L’exception qui confirme la règle. Pour une fois depuis plus de sept ans, la Cour Pénale Internationale (CPI) sise à La Haye a pris une mesure hardie qui n’est pourtant pas de nature à la racheter de ses multiples fautes (diraient les Laïcs), de ses multiples pêchés (diraient les croyants). Qu’a-t-elle fait de si extraordinaire, si extravagant pour que l’on puisse s’en étonner, s’en émouvoir ? Elle vient d’acquitter l’ancien président ivoirien, Laurent Gbagbo de crimes contre l’humanité au terme d’une procédure des plus baroques1. Rappelons, pour l’information des lecteurs fidèles de www.prochetmoyen-orient.ch, que nous n’avons eu de cesse depuis mars 20162 jusqu’au dernier jour de l’année 20183 – avec une régularité de métronome – de dénoncer la farce de cette procédure pénale internationale exceptionnelle lancée contre l’ex-président ivoirien. Nous n’en tirons aucune gloire particulière tant les faits parlaient d’eux-mêmes pour celui qui prenaient la peine de les examiner avec objectivité. Pour logique qu’elle soit, cette décision paraît bien tardive tant les évidences étaient criantes. Elle dépasse une simple décision judiciaire tant elle est porteuse de graves conséquences.
UNE DÉCISION LOGIQUE QUOIQUE BIEN TARDIVE
S’agissant de l’information brute, l’on peut dire qu’il s’agit d’une décision juridique rationnelle, politiquement bienvenue.

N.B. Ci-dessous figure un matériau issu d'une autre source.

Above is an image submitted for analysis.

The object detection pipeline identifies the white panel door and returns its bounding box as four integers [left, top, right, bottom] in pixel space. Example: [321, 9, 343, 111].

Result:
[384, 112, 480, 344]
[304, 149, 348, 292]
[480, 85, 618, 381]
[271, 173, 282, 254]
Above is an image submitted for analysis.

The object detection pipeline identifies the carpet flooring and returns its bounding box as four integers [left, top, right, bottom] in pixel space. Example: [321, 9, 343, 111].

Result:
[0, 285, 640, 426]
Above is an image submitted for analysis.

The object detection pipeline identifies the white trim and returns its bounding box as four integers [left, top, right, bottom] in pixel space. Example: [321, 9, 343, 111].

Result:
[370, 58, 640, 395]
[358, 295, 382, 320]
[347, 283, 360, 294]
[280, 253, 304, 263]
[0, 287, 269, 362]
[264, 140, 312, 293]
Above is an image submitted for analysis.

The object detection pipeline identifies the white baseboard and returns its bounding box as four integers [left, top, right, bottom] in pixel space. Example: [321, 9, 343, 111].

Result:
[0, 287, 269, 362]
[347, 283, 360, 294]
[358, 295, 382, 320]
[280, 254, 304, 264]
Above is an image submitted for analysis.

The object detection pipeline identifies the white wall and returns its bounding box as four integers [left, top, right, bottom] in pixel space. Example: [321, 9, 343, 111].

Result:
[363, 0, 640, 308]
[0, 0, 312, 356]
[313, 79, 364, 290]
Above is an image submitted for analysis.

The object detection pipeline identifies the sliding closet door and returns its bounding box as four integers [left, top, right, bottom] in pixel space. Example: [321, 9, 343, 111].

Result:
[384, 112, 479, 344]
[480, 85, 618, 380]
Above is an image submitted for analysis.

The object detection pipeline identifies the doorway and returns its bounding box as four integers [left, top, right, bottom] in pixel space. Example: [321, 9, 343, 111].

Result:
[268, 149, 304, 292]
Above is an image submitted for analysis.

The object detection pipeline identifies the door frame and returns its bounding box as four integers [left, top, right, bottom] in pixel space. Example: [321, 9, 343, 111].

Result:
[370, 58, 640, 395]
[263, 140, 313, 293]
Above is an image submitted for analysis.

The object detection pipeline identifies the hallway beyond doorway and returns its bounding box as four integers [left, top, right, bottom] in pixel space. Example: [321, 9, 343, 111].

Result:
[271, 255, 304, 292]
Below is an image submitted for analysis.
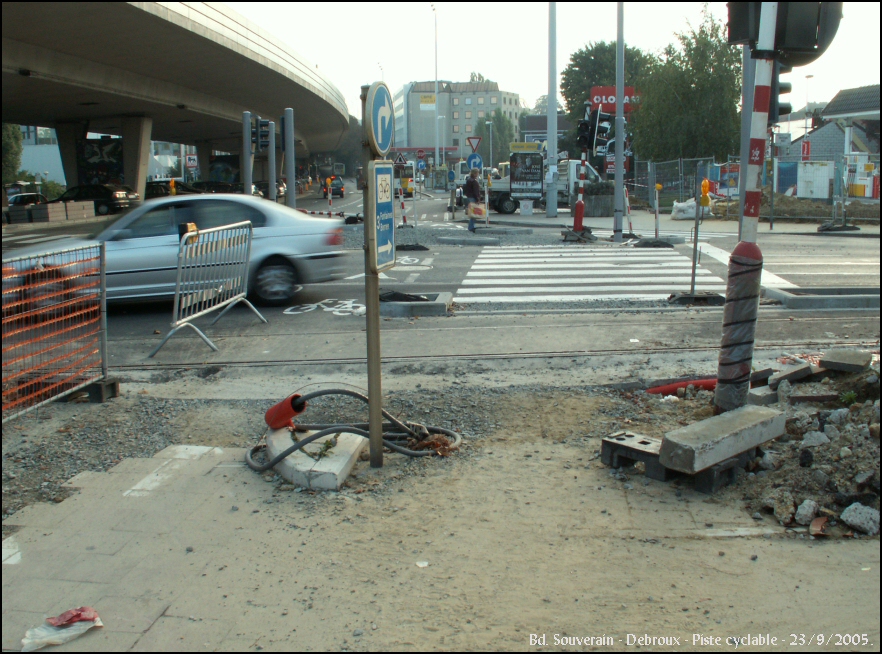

Une décision juridique rationnelle
Laurent Gbagbo a été acquitté mardi 15 janvier 2019 de crimes contre l’humanité par la Cour Pénale Internationale (CPI), qui a ordonné la libération immédiate de l’ancien président de la Côte d’Ivoire (2000-2011)4. Il est libéré mercredi 16 janvier 2019, afin de laisser le temps à l’accusation de répondre à la décision historique rendue par la CPI. « La Chambre fait droit aux demandes d’acquittement présentées par Laurent Gbagbo et de Charles Blé Goudé [ex-chef du mouvement des Jeunes patriotes, fidèles à M. Gbagbo] concernant l’ensemble des charges » retenues contre eux et « ordonne la mise en liberté immédiate des deux accusés », a déclaré le juge président, Cuno Tarfusser. Les deux hommes étaient jugés depuis 2016 à La Haye pour crimes contre l’humanité et crimes de guerre, notamment meurtres, viols et persécution, au cours des violences postélectorales en Côte d’Ivoire entre décembre 2010 et avril 2011, lorsque Laurent Gbagbo avait refusé d’accepter sa défaite face à son rival Alassane Ouattara. Les violences avaient fait plus de 3 000 morts en cinq mois. Souvenons-nous que la France de Nicolas Sarkozy avait mis de l’huile sur le feu au lieu de jouer le médiateur impartial et indépendant ! Son ambassadeur sur place n’en fait pas mystère dans ses mémoires. Il en a été dûment récompensé par une élévation à la dignité d’ambassadeur de France. Depuis, il a mis son carnet d’adresses à la disposition de la société de conseil qu’il a créée après son départ à la retraite bien méritée !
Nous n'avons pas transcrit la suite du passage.